NEW YORK, AUG. 17 -- Revlon Group Inc. today made its third attempt to gain control of Gillette Co. with an offer of $4.5 billion in cash and securities, or $47 per share, nearly $15 more than its first offer in November.

Meanwhile, the cosmetic giant said it plans to sell most of its Vision Care contact lens and eye glasses unit to Britain's Pilkington PLC for $574 million. Revlon, which went private earlier this year, also said it is negotiating to sell the remaining Vision Care operations for $100 million.

Howard Gittis, Revlon vice chairman, said Revlon does not plan to sell other subsidiaries to finance the Gillette takeover. "That's the end of our sales," he said, referring to the Vision Care deal.

In its letter to Gillette, Revlon noted that its offer of $47 per share "represents a more than 100 percent premium over Gillette's share price last fall and a 45 percent premium over recent prices.

"It is only because of the unique synergies that are available through a combination that these prices can be justified," the letter said. The letter did not define "unique synergies."

The latest offer by Revlon consists of $45 cash and securities worth $2 for each Gillette share.

Gillette had no immediate comment on the offer.

Revlon also said it was willing to proceed without the price protection provision contained in an agreement reached with Gillette last fall, as well as without a financing condition.

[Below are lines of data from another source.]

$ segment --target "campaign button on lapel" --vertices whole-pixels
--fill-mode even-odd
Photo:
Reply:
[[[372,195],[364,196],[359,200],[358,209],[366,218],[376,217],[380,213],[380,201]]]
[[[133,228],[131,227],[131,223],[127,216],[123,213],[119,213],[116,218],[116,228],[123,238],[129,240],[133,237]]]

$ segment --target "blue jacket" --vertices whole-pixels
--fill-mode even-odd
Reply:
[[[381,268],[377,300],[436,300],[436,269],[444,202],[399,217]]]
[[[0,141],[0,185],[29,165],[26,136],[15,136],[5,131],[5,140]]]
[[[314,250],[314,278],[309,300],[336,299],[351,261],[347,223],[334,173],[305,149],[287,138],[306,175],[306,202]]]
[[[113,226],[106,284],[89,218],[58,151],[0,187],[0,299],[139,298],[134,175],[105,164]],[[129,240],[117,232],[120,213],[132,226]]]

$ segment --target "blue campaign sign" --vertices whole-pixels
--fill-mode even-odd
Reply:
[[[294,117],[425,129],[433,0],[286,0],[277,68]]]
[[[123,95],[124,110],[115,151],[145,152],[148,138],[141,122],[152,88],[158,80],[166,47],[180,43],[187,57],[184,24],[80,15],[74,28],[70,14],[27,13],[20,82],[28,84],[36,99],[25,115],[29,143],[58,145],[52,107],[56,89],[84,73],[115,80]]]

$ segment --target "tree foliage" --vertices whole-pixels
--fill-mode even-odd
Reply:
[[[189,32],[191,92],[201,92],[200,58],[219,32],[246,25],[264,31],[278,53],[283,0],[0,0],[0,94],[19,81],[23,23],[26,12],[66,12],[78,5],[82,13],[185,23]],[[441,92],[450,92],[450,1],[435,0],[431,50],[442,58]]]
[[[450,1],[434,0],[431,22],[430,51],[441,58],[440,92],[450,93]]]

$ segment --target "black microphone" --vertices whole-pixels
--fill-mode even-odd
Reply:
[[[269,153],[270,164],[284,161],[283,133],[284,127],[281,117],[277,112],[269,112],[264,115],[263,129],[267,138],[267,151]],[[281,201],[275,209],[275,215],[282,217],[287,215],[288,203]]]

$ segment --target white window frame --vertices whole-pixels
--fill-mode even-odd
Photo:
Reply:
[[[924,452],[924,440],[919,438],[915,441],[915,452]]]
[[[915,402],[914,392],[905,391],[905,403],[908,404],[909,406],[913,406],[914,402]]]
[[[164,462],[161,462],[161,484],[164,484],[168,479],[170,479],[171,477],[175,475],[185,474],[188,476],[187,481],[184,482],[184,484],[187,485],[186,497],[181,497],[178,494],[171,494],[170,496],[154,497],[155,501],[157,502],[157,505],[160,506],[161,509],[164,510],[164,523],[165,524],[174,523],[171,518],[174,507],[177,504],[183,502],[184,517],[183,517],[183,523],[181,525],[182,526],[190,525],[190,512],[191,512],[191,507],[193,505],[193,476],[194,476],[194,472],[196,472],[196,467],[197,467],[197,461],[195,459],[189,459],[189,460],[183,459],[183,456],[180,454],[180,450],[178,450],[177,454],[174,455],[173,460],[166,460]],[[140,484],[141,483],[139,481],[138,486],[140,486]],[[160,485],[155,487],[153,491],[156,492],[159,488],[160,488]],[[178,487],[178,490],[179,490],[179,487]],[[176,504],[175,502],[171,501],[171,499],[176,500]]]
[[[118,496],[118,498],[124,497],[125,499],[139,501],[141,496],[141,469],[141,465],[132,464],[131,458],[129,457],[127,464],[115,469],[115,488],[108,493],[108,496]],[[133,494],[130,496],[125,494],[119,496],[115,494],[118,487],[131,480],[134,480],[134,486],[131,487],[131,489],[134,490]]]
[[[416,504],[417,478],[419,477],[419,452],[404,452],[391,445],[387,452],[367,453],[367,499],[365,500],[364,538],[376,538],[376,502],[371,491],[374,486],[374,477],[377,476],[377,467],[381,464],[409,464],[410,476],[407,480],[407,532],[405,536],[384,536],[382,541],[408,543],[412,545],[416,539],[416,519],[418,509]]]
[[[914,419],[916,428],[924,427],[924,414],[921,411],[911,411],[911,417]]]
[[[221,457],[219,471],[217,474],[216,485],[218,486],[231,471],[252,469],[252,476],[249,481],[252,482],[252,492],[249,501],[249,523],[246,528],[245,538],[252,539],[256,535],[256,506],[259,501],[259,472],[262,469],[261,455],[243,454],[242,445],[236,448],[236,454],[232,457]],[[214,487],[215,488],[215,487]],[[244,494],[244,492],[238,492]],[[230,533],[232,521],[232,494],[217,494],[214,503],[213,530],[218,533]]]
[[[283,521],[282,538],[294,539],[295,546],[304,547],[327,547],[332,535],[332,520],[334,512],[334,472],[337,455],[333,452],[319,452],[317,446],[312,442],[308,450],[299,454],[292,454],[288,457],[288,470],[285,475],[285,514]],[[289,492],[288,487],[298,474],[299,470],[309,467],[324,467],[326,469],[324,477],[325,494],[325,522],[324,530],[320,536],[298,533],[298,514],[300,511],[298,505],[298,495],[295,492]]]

Gittis would not speculate on how Gillette would react to the latest offer.

"Whenever you're offering $47 a share for a company that in May was trading at less than $28 a share, you would think the shareholders would be interested," Gittis said.

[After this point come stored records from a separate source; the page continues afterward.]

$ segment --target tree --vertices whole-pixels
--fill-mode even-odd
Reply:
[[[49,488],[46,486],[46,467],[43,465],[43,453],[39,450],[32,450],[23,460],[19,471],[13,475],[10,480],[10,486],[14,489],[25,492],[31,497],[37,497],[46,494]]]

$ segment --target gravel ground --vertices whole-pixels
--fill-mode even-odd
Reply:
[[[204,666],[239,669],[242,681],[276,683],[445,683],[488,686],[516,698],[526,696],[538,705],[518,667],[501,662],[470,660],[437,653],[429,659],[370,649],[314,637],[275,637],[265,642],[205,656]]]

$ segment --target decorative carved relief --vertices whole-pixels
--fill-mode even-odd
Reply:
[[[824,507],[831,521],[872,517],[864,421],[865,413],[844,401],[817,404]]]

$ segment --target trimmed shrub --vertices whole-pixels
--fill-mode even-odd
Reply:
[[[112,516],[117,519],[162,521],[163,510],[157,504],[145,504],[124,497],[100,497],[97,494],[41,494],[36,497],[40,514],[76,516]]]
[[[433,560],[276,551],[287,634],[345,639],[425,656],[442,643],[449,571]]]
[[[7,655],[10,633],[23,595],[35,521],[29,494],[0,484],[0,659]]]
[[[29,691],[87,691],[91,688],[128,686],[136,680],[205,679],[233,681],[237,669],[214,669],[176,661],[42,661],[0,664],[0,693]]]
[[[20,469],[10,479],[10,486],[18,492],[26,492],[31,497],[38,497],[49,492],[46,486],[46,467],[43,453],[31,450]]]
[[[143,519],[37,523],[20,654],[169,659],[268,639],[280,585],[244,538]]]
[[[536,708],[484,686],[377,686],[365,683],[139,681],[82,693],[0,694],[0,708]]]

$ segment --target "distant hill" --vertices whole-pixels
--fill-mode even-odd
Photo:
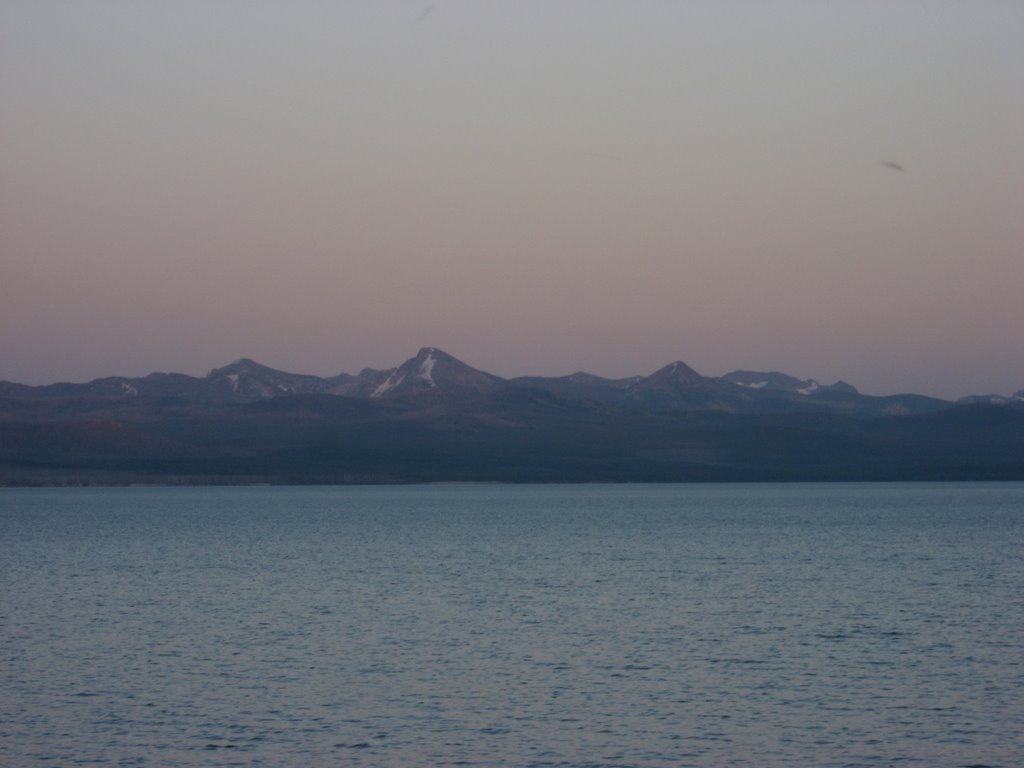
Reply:
[[[779,372],[504,379],[436,347],[321,378],[0,382],[0,483],[1024,479],[1024,390],[951,403]]]

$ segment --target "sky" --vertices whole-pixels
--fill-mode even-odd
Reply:
[[[1009,394],[1022,39],[1019,0],[0,0],[0,379],[437,346]]]

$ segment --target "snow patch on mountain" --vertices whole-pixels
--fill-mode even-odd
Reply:
[[[376,399],[376,398],[380,397],[381,395],[383,395],[385,392],[387,392],[389,389],[394,389],[399,384],[401,384],[403,381],[405,381],[405,376],[399,376],[398,377],[398,381],[395,381],[394,378],[395,378],[395,374],[394,373],[391,374],[390,376],[388,376],[383,384],[381,384],[379,387],[377,387],[375,390],[373,390],[373,394],[370,395],[370,397]]]
[[[960,405],[1009,405],[1014,402],[1024,402],[1021,392],[1015,392],[1009,397],[1005,395],[967,395],[967,397],[961,397],[957,400]]]
[[[434,360],[434,350],[429,349],[427,350],[427,356],[423,359],[423,362],[420,363],[419,378],[426,381],[432,387],[437,386],[437,383],[434,381],[434,376],[431,373],[434,370],[435,362],[436,361]]]

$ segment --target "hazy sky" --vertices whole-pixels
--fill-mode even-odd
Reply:
[[[1022,40],[1019,0],[0,0],[0,379],[1013,392]]]

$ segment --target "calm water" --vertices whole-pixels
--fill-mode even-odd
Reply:
[[[1019,766],[1024,485],[0,490],[0,764]]]

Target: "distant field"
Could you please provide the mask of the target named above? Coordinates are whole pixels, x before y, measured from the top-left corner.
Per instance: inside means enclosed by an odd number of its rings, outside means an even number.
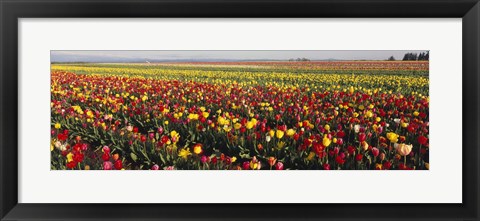
[[[315,61],[315,62],[170,62],[121,64],[58,64],[62,66],[152,70],[248,71],[287,73],[418,74],[428,75],[428,61]],[[119,70],[118,70],[119,71]],[[373,71],[373,72],[372,72]]]

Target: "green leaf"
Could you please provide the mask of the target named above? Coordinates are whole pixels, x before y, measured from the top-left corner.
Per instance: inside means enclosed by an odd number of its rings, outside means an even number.
[[[163,164],[165,164],[166,161],[165,161],[165,158],[163,158],[163,154],[159,154],[159,155],[160,155],[160,160],[162,161]],[[167,159],[168,159],[168,157],[167,157]]]
[[[137,161],[137,155],[135,155],[134,153],[130,153],[130,157],[132,158],[132,160],[133,160],[134,162]]]

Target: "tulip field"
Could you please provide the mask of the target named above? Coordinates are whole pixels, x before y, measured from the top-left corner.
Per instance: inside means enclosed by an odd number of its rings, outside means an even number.
[[[57,63],[52,170],[428,170],[428,61]]]

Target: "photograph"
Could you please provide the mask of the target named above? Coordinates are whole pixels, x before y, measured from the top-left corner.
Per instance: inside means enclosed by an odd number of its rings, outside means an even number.
[[[429,170],[429,56],[52,50],[50,170]]]

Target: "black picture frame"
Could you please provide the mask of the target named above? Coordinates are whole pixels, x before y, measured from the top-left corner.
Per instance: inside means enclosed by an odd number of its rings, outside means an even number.
[[[478,0],[1,0],[0,15],[1,220],[479,220],[480,4]],[[463,18],[463,203],[18,203],[17,20],[19,18],[76,17]],[[212,193],[212,197],[222,196],[215,196]]]

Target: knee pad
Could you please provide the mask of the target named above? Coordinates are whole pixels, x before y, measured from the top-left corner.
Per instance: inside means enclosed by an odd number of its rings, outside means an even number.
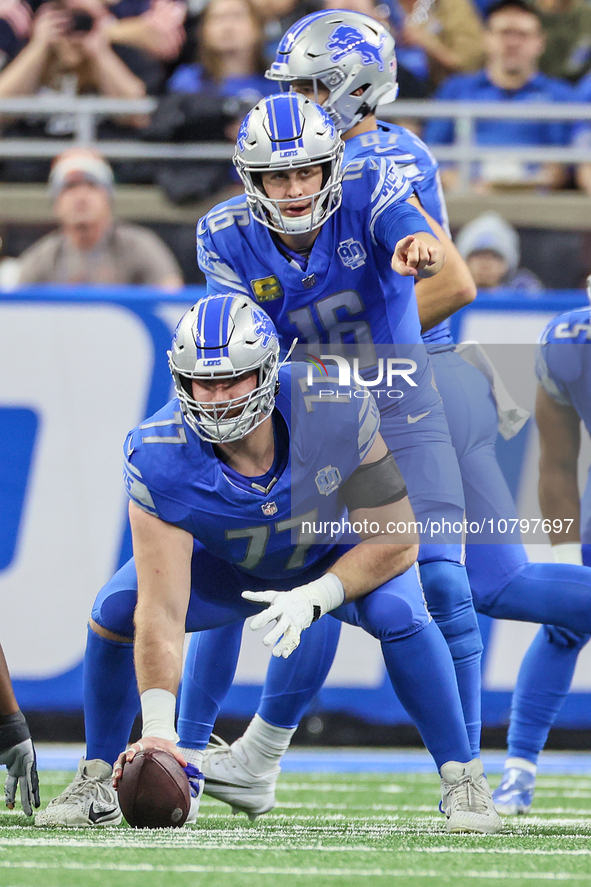
[[[591,637],[591,635],[579,634],[575,631],[569,631],[568,628],[559,628],[556,625],[544,625],[542,627],[546,638],[555,647],[580,650]]]
[[[453,561],[430,561],[421,564],[420,573],[429,612],[454,659],[479,656],[482,638],[465,568]]]
[[[101,628],[124,638],[133,638],[137,592],[129,588],[111,588],[110,585],[108,582],[98,593],[91,616]]]
[[[404,598],[379,589],[356,604],[358,624],[379,641],[410,637],[429,620],[426,610],[415,612]]]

Gillette's stock was the most active on the New York Stock Exchange today, rising $3.12 1/2 a share to $43.25.

In June, Revlon offered $40.65 a share, or about $4.65 billion, for Gillette, in its second bid to buy the Boston-based maker of razors and personal care products. Last year, Revlon offered the equivalent of $32.50 a share for Gillette, a deal worth about $4.12 billion at the $65 price bid before a 2-for-1 stock split.

Gillette rejected the latest bid on June 18. Under terms of an agreement between the companies made after the first bid, Revlon needs Gillette's approval to make a new offer to its shareholders for 10 years. As part of that arrangement, Revlon sold its 14 percent stake in Gillette back to that company at an above-market price of $29.75 a share for a reported $34 million profit.

The agreement also requires Gillette to pay Revlon the difference between $29.75 a share and a higher price paid by an acquirer who makes a bid before Nov. 24 that is accepted by the company. That is the price protection provision Revlon offered to waive.

Nancy Hall, an analyst for Smith Barney, Harris Upham & Co., said the offer was close to her firm's estimated value of $48 per Gillette share. "We think {Revlon Chairman Ronald O.} Perelman is really playing hardball here," she said. "I think he's in it for the company and not for the payback provision."

In its latest letter to Gillette, Revlon denied Gillette's accusations that it had violated the earlier agreement, saying the pact "specifically contemplates" allowing Revlon to acquire or offering to acquire Gillette shares after obtaining written consent.

The Vision Care transaction is expected to be completed by Sept. 30. The companies signed a conditional agreement, which must be approved by Pilkington's shareholders.

Seventy percent of the deal will be financed by a new stock issue worth $408 million and the balance in cash from existing borrowing facilities, Pilkington said.

Revlon was taken private in July by MacAndrews & Forbes Holdings Inc., which is owned by Perelman. Perelman acquired control of Revlon in November 1985.